Siz kıymetli okuyucularıma bugün miras hukukunda en çok merak ve emsal bir karar olarak karşımıza çıkan mirasçılıktan çıkarma konusunu örnekler ile birlikte bilgiler vermeye çalışacağım. Öncelikle Miras hukuku, gerçek kişinin ölümü veya gaipliği halinde, bu kişinin malvarlığının kimlere ve nasıl intikal edileceğini düzenleyen hukuk dalına verilen isimdir. Miras hukukunda iki tür mirasçı vardır. Bunlar, yasal mirasçılar ve atanmış mirasçılar olarak adlandırılmaktadır.

Son dönemde karşımıza çok sık çıkan mirasçılıktan men etme sebepleri ile Yargıtay çok önemli bir karara imza atmıştır.

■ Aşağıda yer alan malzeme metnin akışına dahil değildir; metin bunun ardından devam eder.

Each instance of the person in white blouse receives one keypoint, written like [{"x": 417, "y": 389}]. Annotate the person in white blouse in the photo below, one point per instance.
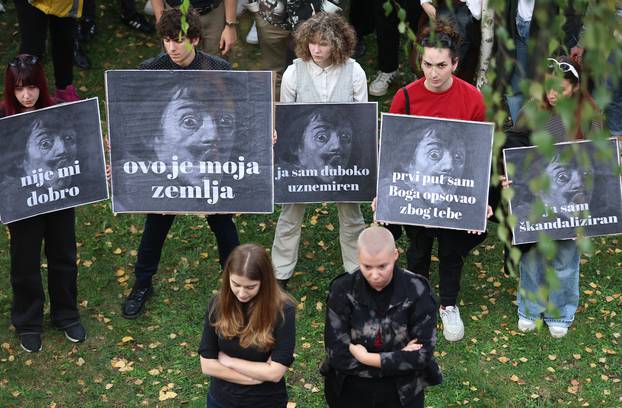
[{"x": 323, "y": 72}]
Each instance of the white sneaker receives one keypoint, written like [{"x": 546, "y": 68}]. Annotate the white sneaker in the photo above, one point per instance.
[
  {"x": 526, "y": 325},
  {"x": 380, "y": 85},
  {"x": 148, "y": 8},
  {"x": 453, "y": 328},
  {"x": 251, "y": 37},
  {"x": 557, "y": 331}
]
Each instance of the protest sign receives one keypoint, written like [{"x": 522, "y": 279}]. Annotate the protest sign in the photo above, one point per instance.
[
  {"x": 51, "y": 159},
  {"x": 190, "y": 141},
  {"x": 573, "y": 192},
  {"x": 434, "y": 172},
  {"x": 325, "y": 152}
]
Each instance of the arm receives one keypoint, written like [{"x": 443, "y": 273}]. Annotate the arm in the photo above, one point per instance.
[
  {"x": 422, "y": 327},
  {"x": 282, "y": 355},
  {"x": 373, "y": 359},
  {"x": 268, "y": 371},
  {"x": 158, "y": 8},
  {"x": 337, "y": 331},
  {"x": 208, "y": 351},
  {"x": 288, "y": 85},
  {"x": 213, "y": 368},
  {"x": 359, "y": 84},
  {"x": 229, "y": 35}
]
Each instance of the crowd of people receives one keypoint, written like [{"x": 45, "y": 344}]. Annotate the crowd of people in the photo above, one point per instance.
[{"x": 381, "y": 320}]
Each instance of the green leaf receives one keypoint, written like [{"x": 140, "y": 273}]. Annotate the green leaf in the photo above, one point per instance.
[
  {"x": 401, "y": 14},
  {"x": 388, "y": 8}
]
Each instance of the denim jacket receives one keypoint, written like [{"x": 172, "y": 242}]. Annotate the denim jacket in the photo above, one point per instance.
[{"x": 351, "y": 318}]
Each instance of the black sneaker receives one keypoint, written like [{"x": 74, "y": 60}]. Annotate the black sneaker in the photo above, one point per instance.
[
  {"x": 76, "y": 333},
  {"x": 135, "y": 302},
  {"x": 140, "y": 23},
  {"x": 30, "y": 342}
]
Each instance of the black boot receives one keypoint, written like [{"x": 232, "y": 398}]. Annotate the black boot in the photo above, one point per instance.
[
  {"x": 80, "y": 59},
  {"x": 87, "y": 29}
]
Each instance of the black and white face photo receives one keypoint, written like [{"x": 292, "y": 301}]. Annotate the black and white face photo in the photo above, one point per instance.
[
  {"x": 436, "y": 155},
  {"x": 194, "y": 131},
  {"x": 50, "y": 146},
  {"x": 325, "y": 143}
]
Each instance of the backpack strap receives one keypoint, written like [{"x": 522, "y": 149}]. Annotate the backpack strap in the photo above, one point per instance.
[{"x": 407, "y": 100}]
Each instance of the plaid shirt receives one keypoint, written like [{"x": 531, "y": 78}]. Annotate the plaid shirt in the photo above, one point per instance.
[{"x": 351, "y": 318}]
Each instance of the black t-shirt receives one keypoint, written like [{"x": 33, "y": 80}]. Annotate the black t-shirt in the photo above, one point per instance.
[{"x": 266, "y": 394}]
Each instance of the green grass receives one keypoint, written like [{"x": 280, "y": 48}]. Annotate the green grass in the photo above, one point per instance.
[{"x": 159, "y": 349}]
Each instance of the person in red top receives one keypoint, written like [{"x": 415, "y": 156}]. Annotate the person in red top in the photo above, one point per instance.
[{"x": 440, "y": 94}]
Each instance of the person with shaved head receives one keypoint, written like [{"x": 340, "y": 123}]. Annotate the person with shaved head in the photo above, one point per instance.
[{"x": 380, "y": 331}]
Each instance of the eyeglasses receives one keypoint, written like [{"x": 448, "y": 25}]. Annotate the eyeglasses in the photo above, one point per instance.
[
  {"x": 23, "y": 61},
  {"x": 438, "y": 41},
  {"x": 564, "y": 66}
]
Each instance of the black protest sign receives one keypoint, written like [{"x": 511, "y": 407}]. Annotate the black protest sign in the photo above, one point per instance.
[
  {"x": 325, "y": 152},
  {"x": 190, "y": 141},
  {"x": 434, "y": 172},
  {"x": 573, "y": 191},
  {"x": 51, "y": 159}
]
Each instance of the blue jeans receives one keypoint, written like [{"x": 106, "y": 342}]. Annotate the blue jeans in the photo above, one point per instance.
[
  {"x": 154, "y": 235},
  {"x": 556, "y": 302},
  {"x": 515, "y": 99},
  {"x": 613, "y": 111}
]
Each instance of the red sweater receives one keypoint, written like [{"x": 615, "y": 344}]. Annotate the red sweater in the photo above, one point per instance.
[{"x": 461, "y": 101}]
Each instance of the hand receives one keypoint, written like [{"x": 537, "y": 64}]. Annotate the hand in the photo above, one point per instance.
[
  {"x": 358, "y": 351},
  {"x": 576, "y": 53},
  {"x": 225, "y": 360},
  {"x": 430, "y": 10},
  {"x": 412, "y": 346},
  {"x": 228, "y": 39}
]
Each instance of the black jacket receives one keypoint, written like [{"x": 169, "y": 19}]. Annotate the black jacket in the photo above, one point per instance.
[{"x": 351, "y": 318}]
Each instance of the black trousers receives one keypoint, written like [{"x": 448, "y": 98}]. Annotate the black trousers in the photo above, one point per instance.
[
  {"x": 154, "y": 235},
  {"x": 387, "y": 35},
  {"x": 369, "y": 393},
  {"x": 128, "y": 8},
  {"x": 33, "y": 28},
  {"x": 453, "y": 246},
  {"x": 57, "y": 231},
  {"x": 360, "y": 17}
]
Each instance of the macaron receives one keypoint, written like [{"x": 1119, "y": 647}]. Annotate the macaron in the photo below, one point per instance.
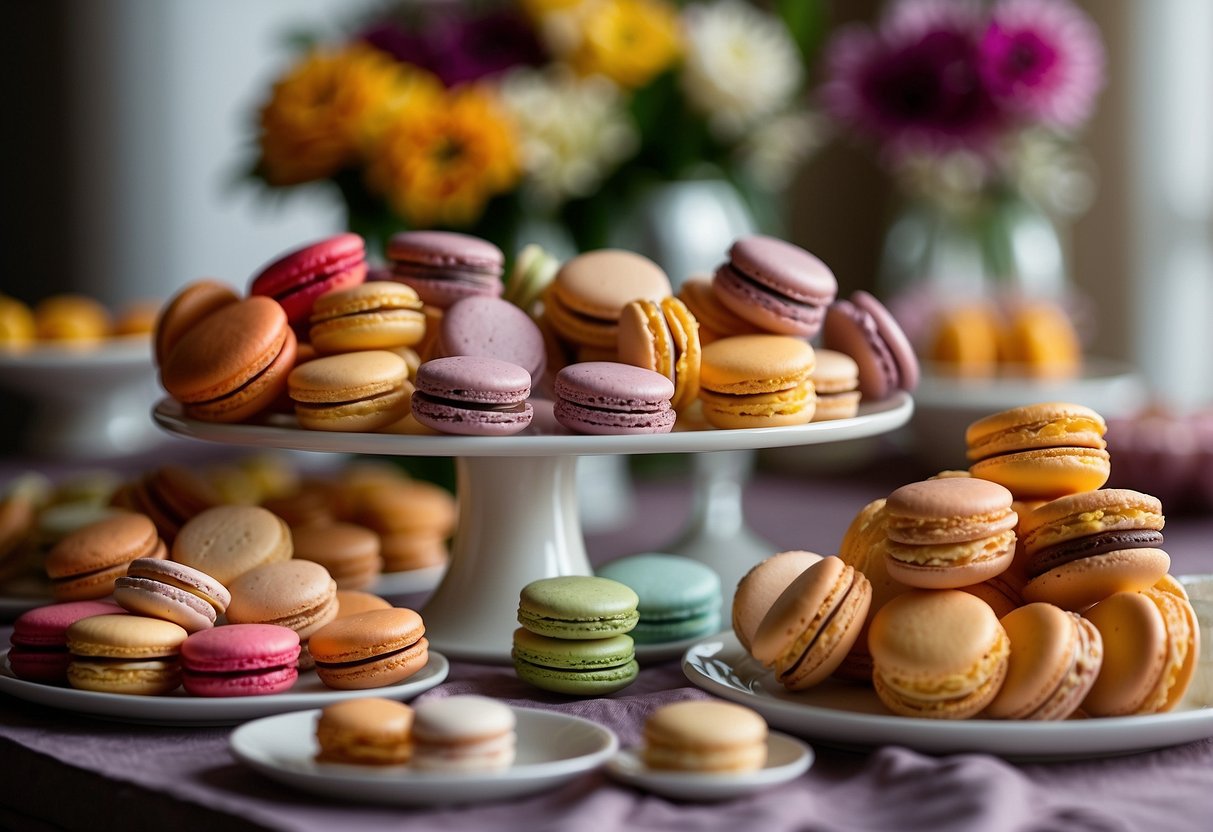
[
  {"x": 716, "y": 320},
  {"x": 39, "y": 650},
  {"x": 299, "y": 594},
  {"x": 472, "y": 395},
  {"x": 611, "y": 398},
  {"x": 865, "y": 330},
  {"x": 228, "y": 541},
  {"x": 813, "y": 624},
  {"x": 939, "y": 654},
  {"x": 1041, "y": 451},
  {"x": 751, "y": 381},
  {"x": 533, "y": 272},
  {"x": 174, "y": 592},
  {"x": 171, "y": 495},
  {"x": 296, "y": 279},
  {"x": 1054, "y": 660},
  {"x": 1083, "y": 547},
  {"x": 348, "y": 552},
  {"x": 577, "y": 607},
  {"x": 761, "y": 586},
  {"x": 240, "y": 660},
  {"x": 705, "y": 736},
  {"x": 371, "y": 649},
  {"x": 836, "y": 382},
  {"x": 233, "y": 363},
  {"x": 1151, "y": 644},
  {"x": 775, "y": 285},
  {"x": 462, "y": 734},
  {"x": 444, "y": 267},
  {"x": 949, "y": 533},
  {"x": 679, "y": 598},
  {"x": 662, "y": 336},
  {"x": 362, "y": 391},
  {"x": 191, "y": 305},
  {"x": 86, "y": 563},
  {"x": 125, "y": 654},
  {"x": 491, "y": 328},
  {"x": 380, "y": 314},
  {"x": 588, "y": 294},
  {"x": 365, "y": 731},
  {"x": 865, "y": 547},
  {"x": 577, "y": 667}
]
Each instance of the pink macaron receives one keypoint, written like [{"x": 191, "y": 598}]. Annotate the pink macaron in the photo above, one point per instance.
[
  {"x": 610, "y": 398},
  {"x": 296, "y": 279},
  {"x": 493, "y": 328},
  {"x": 775, "y": 285},
  {"x": 39, "y": 638},
  {"x": 865, "y": 330},
  {"x": 240, "y": 660},
  {"x": 472, "y": 395},
  {"x": 171, "y": 591},
  {"x": 444, "y": 267}
]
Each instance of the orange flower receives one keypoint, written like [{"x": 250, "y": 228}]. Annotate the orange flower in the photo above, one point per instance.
[
  {"x": 439, "y": 160},
  {"x": 322, "y": 113}
]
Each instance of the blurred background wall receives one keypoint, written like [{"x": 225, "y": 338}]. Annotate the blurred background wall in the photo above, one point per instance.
[{"x": 129, "y": 123}]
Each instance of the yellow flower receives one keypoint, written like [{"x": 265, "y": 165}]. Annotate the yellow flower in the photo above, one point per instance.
[
  {"x": 627, "y": 40},
  {"x": 322, "y": 112},
  {"x": 438, "y": 161}
]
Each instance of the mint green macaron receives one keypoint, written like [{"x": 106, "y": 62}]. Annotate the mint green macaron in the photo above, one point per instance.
[
  {"x": 577, "y": 607},
  {"x": 679, "y": 598},
  {"x": 579, "y": 667}
]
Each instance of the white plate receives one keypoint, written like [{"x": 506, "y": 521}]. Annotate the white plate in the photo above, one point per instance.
[
  {"x": 409, "y": 581},
  {"x": 873, "y": 419},
  {"x": 180, "y": 708},
  {"x": 787, "y": 758},
  {"x": 552, "y": 748},
  {"x": 850, "y": 714}
]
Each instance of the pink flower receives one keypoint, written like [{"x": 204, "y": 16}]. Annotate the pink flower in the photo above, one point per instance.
[
  {"x": 1042, "y": 60},
  {"x": 913, "y": 85}
]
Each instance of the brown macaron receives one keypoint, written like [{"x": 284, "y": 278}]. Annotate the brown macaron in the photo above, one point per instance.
[
  {"x": 370, "y": 649},
  {"x": 86, "y": 563},
  {"x": 813, "y": 624}
]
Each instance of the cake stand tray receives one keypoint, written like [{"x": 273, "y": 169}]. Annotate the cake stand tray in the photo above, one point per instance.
[{"x": 518, "y": 516}]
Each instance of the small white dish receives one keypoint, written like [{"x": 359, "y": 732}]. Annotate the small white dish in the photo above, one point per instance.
[
  {"x": 409, "y": 581},
  {"x": 787, "y": 758},
  {"x": 181, "y": 708},
  {"x": 552, "y": 750}
]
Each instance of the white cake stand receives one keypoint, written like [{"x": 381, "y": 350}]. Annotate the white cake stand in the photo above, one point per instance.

Yargıtay 3. Hukuk Dairesi, milyonlarca kişiyi ilgilendiren bir karar vermiştir. Mirasçı olan çocuğunun evi terk ederek ailesi ile tüm sosyal ilişkilerini sonlandırması, anne ve babası hastalandığında dahi ziyarete gelmemesi, anne ve babasının halini hatırını dahi sormaması evladın (yasal mirasçının) vasiyetname ile mirasçılıktan çıkartılabileceği haller arasında kabul edildiğine hükmetmiştir.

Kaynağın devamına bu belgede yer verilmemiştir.